Le document onusien met en avant l’efficacité de la diplomatie marocaine, qui, depuis 2019, fédère les soutiens politiques et financiers autour des réformes nécessaires au redressement de l’État centrafricain.
« La configuration de la République centrafricaine, présidée par le Maroc, a été déterminante dans la mobilisation et le maintien du soutien en faveur des travaux relatifs à l’État de droit dans le pays », peut-on lire dans le rapport.
L’action marocaine a notamment renforcé la mission conjointe menée par la MINUSCA et le PNUD, en appui à la Cour pénale spéciale — juridiction hybride chargée de juger les crimes les plus graves — ainsi qu’aux mécanismes de dialogue communautaire. Ces efforts sont soutenus par le Fonds pour la consolidation de la paix (PBF), créant une synergie opérationnelle avec les autorités nationales de Bangui.
À l’échelle globale, le rapport du Secrétaire général plaide pour une coordination renforcée des agences onusiennes œuvrant dans le domaine de l’État de droit, considéré comme un levier fondamental de prévention des conflits. Il recommande une coopération étroite entre le Global Focal Point for the Rule of Law (GFP), la CCP, le Bureau d’appui à la consolidation de la paix (PBSO) et le PBF.
« Le droit constitue un élément fondamental de la prévention des conflits », rappelle le texte, insistant sur la nécessité de mutualiser les ressources et d’éviter les doublons. Le GFP, qui regroupe des agences telles que le HCDH, ONU Femmes, l’UNICEF, l’ONUDC ou encore le DPPA, est encouragé à s’intégrer dès les premières phases de planification des programmes conjoints.
Le rapport met en garde contre les fragilités institutionnelles lors des phases de retrait des missions de paix. Il alerte notamment sur les risques de désengagement dans les secteurs judiciaires, de la justice transitionnelle ou encore des réformes pénitentiaires.
Pour y faire face, le Secrétariat général préconise un recours accru aux financements adaptables du PBF, qui permettent de maintenir des programmes essentiels au-delà des mandats onusiens.
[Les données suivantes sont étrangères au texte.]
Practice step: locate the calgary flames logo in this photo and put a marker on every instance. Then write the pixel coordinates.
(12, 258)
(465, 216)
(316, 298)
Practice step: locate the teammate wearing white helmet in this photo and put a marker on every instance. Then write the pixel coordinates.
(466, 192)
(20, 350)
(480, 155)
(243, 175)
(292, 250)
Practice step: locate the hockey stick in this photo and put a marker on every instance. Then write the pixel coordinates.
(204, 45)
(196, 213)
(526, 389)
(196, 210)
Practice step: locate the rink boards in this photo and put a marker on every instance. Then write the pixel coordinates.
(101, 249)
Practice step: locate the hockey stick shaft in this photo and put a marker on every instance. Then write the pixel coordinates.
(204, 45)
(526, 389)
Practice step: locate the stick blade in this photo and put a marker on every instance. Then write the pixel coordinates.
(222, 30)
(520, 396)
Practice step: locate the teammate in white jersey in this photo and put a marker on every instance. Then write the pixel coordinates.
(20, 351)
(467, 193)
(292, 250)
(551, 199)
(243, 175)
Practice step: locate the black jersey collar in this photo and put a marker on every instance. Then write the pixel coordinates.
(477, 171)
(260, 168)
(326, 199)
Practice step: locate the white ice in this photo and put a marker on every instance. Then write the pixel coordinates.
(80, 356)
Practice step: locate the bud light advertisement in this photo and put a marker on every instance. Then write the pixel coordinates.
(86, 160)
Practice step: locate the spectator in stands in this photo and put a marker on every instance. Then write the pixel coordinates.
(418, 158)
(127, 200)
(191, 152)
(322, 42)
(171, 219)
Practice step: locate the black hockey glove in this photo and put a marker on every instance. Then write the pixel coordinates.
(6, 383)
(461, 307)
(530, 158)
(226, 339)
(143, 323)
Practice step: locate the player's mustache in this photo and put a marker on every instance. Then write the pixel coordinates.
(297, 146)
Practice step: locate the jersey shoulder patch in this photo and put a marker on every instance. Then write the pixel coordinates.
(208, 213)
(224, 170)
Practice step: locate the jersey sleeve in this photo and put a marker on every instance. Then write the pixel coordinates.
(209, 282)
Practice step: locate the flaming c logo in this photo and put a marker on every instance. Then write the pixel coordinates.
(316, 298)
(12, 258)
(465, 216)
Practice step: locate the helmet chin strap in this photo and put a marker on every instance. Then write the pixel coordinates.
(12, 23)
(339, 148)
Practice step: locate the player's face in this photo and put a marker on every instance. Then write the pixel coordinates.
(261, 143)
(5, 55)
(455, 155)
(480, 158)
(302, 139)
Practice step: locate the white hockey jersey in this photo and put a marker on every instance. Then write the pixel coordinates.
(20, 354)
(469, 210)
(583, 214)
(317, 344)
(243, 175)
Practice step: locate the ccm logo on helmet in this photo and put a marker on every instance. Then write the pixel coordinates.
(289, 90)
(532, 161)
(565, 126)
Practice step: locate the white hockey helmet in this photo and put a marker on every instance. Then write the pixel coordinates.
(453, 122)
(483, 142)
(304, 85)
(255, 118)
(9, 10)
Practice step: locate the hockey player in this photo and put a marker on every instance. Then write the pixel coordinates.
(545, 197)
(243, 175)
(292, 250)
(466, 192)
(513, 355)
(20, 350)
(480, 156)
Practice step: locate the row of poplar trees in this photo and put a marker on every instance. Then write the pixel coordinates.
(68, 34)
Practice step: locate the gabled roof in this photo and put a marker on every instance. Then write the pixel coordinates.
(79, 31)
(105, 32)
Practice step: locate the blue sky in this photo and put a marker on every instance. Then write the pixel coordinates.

Il appelle également à une communication resserrée entre le GFP et le PBSO, et à un déploiement plus systématique d’équipes conjointes, notamment depuis la base logistique onusienne de Brindisi, en Italie.
Le document réaffirme par ailleurs que toute réforme de l’État de droit repose sur un engagement politique soutenu, tant au niveau national qu’international — engagement dont le Maroc donne ici l’exemple.
En érigeant la justice comme levier stratégique de paix durable, le rapport consacre le Maroc comme un acteur structurant de la diplomatie multilatérale, à la fois porteur d’une vision africaine de la stabilité et moteur du système onusien dans ses chantiers les plus sensibles.